House Republicans engineered a showdown over the Affordable Care Act, insisting that a spending bill to avoid a shutdown include measures to roll back key parts of then-President Barack Obama’s health care law. The Republican-controlled House passed two spending bills with amendments aimed at crippling the law: one that would have repealed the medical device tax, and another that would have delayed the implementation of the ACA by a year.
The Senate, which was controlled by Democrats, rejected both measures. Senate Democrats and Obama insisted on passing a “clean” spending bill without any divisive policy riders. Their position forced forced House Republicans — and their allies in the Senate, led by Sen. Ted Cruz, R-Texas — to choose between funding the government or shutting it down over their opposition to Obamacare. They chose a shutdown.
When did it start and how long did it last?
The shutdown went into effect on Oct. 1, 2013, the first day of the new fiscal year. It lasted for 16 days, until Congress passed a spending bill that ended the shutdown.
Did the entire government shutdown?
No. The term shutdown is confusing, because federal agencies that are deemed “essential” remain open. That’s what happened in 2013 (and what would happen again now). The list of essential departments and workers includes the Transportation Security Administration, which continued to screen baggage; the U.S. Postal Service, which continued delivering mail; air traffic controllers; emergency and disaster relief officials; border patrol agents, and most other law enforcement officials.
What parts of the government stopped functioning?
“Non-essential” federal agencies and workers. National parks across the country closed, as did national museums and zoos. The Small Business Administration stopped processing most new loans, as did the Federal Housing Administration, which delayed mortgage applications. The Labor Department shut down; it continued making unemployment payments, but other functions were put on pause, like workplace safety inspections by the departments’ Occupational Safety and Health Administration. And numerous other services across federal agencies were delayed, because hundreds of thousands of workers were furloughed.
How many workers were furloughed?
Estimates varied. But somewhere between 800,000 and 850,000 members of the government’s 3.3 million workforce were furloughed. The agencies with the most furloughs were NASA, the Housing and Urban Development and Education departments, and the Environmental Protection Agency, all of which sent more than 90 percent of their workers home. Furloughed workers were not paid during the time of the shutdown, but were later paid in full.

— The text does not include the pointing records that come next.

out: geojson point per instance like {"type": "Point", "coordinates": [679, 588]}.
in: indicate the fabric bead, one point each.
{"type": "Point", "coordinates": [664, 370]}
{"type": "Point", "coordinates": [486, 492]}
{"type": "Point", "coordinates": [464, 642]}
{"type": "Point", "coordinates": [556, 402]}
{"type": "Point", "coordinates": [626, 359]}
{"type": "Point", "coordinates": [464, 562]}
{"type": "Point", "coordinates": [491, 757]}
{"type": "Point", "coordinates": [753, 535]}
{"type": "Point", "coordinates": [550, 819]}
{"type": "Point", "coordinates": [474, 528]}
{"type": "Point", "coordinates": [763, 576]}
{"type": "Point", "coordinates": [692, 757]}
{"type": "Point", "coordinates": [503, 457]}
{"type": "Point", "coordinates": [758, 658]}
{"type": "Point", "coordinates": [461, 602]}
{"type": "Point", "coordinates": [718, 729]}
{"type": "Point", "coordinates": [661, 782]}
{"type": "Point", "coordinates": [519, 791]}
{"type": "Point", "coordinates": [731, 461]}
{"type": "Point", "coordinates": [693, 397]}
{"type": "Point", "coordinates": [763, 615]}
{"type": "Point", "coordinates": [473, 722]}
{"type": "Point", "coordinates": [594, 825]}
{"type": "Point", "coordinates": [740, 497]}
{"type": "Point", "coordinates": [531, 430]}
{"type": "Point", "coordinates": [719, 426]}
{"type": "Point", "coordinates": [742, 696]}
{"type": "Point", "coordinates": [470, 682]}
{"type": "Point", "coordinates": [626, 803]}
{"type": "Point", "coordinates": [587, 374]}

How much did this cost the economy?
The U.S. economy lost $24 billion as a result of the shutdown, according to an analysis by the financial services company Standard and Poor’s. According to an estimate by the Council of Economic Advisers, up to 120,000 new private sector jobs were lost as well.
Why did it end?
After two weeks, House Republicans bowed to Obama and Senate Democrats’ demands that Congress pass a spending bill without major changes to the health care law. The shutdown ended after midnight on Oct. 17, 2013, when Obama signed a short-term spending bill to reopen the government.
Who won and who lost?
The shutdown was a political disaster for Republicans. Polls at the time showed that Americans thought Republicans were more to blame for the crisis than Democrats. A USA Today/Princeton Survey Research poll found that 39 percent of Americans blamed the GOP, compared to just 19 percent who blamed the Democratic Party (36 percent laid the blame equally on both parties).

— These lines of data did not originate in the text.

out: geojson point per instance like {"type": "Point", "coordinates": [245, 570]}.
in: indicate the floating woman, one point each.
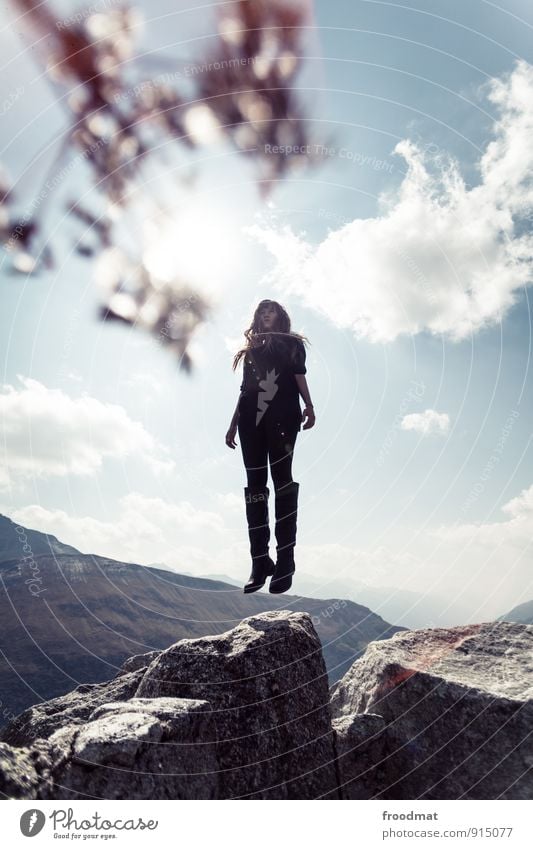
{"type": "Point", "coordinates": [268, 419]}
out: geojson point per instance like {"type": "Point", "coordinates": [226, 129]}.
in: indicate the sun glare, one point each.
{"type": "Point", "coordinates": [199, 247]}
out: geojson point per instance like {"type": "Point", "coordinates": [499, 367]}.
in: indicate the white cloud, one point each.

One Republican lawmaker may have gained politically by the shutdown, however. Cruz was one of the most vocal supporters of a shutdown, at one point staging a 21-hour anti-Obamacare speechathon on the Senate floor. The effort angered Cruz’s GOP colleagues, but it raised his national name recognition with conservative voters, helping lay the foundation for his future presidential bid in 2016.
Daniel Bush is PBS NewsHour's Senior Political Reporter.